Cassandra pulled her hand away from his sleeve. It was a small movement, but everyone saw it.
“Cass,” Ethan whispered.
She looked at him, not cruelly, not theatrically, but with the clear expression of someone suddenly recalculating the man beside her.
“You told me your sister was bitter,” she said.
Ethan swallowed. “That’s what Mom always said.”
“And you repeated it.”
He had no answer.
Colonel Whitaker pushed his untouched soup aside. “There is more.”
I looked at him sharply. “Colonel.”
“No,” he said. “You have protected enough people tonight.”
Margaret’s face changed. For the first time, she looked afraid.
Cassandra noticed immediately. “Mom?”
The colonel turned toward his wife. “When the case closed, I wanted to contact Grace. I wanted to thank her publicly. I wanted her name in every report where mine had been restored.”
My stomach tightened.
He continued, “I was advised not to.”
Margaret said nothing.
Cassandra’s brows drew together. “Advised by whom?”

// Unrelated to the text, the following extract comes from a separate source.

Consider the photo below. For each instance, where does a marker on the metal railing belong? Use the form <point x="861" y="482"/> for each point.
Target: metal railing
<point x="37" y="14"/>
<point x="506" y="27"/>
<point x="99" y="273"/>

“By counsel at first,” he said. “Then by your mother.”
Margaret’s pearl necklace shifted as she lifted her chin. “I protected this family.”
“No,” he said. “You protected an image.”
She gave a cold laugh. “And what image would you have preferred? Our daughter applying to college while newspapers printed that her father was almost indicted? Reporters digging through our lives? Grace Mercer becoming some tragic heroine tied permanently to our name?”
I sat perfectly still.
There it was.
Not hatred. Not exactly. Something colder: inconvenience.
Margaret looked at me for the first time as though I were not a guest, but a stain that had refused to fade.
“You survived,” she said. “Thomas survived. The guilty people were punished. There was no need to keep dragging it into daylight.”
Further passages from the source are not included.